Disregard this comment, it seems like another bug.
------- Comment #16 From cendio 2018-10-29 15:35:55 -------
I saw this issue on Windows 10 when connecting from our internal network out to
eudemo.thinlinc.com with a regular wired connection.
------- Comment #18 From cendio 2019-01-24 13:20:43 -------
The triggering condition seems to be that the final output from thinlinc-login
and the command terminating happens at the same time. I.e. the ssh client will
see both the output and the exit in the protocol stream without having to call
select() to get more data.

I have not figured out a good way to cause this buffering with an unmodified
client. But patching ssh easily provokes. Simply put a "Sleep(500);" at the top
of win32_select() and the bug will appear.

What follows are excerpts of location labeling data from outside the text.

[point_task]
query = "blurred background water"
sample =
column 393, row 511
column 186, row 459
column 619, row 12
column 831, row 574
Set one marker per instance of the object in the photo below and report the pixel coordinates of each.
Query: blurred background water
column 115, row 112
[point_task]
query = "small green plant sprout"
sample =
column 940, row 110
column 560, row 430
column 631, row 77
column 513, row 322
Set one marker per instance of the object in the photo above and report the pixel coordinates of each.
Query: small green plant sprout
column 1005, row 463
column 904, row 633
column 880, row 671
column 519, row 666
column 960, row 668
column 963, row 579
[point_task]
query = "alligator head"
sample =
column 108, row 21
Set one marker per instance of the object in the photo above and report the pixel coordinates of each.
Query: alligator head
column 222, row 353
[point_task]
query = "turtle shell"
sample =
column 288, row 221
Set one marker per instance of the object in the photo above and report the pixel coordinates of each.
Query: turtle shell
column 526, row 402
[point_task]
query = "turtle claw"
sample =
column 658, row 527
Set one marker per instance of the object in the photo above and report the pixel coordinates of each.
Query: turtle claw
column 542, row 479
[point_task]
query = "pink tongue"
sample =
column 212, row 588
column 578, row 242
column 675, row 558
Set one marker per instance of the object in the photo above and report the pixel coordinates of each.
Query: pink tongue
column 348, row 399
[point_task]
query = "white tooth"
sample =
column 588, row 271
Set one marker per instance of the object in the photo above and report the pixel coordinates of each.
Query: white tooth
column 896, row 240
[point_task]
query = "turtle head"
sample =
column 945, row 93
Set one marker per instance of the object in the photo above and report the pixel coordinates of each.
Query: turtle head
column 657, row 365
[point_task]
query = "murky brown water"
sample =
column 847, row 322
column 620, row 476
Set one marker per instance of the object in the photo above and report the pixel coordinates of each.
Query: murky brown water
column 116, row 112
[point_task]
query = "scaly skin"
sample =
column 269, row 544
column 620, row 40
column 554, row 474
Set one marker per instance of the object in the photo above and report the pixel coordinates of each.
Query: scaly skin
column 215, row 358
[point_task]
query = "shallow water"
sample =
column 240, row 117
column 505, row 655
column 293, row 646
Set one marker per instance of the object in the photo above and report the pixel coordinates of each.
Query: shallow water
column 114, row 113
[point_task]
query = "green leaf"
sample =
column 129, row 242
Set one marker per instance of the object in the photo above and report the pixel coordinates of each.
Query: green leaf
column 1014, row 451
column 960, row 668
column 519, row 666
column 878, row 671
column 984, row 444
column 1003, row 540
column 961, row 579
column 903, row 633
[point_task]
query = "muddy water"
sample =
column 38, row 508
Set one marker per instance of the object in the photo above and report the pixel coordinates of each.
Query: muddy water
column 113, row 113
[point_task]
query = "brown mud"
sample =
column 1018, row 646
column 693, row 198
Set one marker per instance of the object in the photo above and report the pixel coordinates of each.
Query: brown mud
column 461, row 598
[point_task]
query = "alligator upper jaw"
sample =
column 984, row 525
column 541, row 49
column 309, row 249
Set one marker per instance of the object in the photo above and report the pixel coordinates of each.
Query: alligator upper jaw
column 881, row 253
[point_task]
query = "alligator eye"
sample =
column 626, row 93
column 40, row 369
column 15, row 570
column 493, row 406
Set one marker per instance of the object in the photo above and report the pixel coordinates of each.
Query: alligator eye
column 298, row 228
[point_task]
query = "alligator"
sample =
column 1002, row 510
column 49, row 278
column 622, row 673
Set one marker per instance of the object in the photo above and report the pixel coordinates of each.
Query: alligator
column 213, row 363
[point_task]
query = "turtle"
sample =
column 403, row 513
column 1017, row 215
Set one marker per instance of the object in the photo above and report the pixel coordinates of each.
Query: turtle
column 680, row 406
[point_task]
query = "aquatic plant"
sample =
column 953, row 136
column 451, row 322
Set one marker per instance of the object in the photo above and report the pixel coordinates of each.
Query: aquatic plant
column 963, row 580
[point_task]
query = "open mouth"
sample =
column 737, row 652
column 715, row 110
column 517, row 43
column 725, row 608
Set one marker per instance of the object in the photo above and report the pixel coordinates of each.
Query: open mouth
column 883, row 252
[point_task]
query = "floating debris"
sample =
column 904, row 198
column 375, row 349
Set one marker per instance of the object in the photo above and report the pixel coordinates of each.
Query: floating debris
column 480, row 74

------- Comment #20 From cendio 2019-01-24 14:13:03 -------
Should be fixed now. Tester probably needs to use a modified ssh client, or
figure out some other way of provoking the bug.
------- Comment #21 From cendio 2019-02-18 12:49:49 -------
With 4.9.0, I can reproduce the problem on my laptop with Windows 7, if
connected via mobile phone tethering and downloading web pages during login. 2
out of 3 login fails. With 4.9.0post build 6045, it works correctly.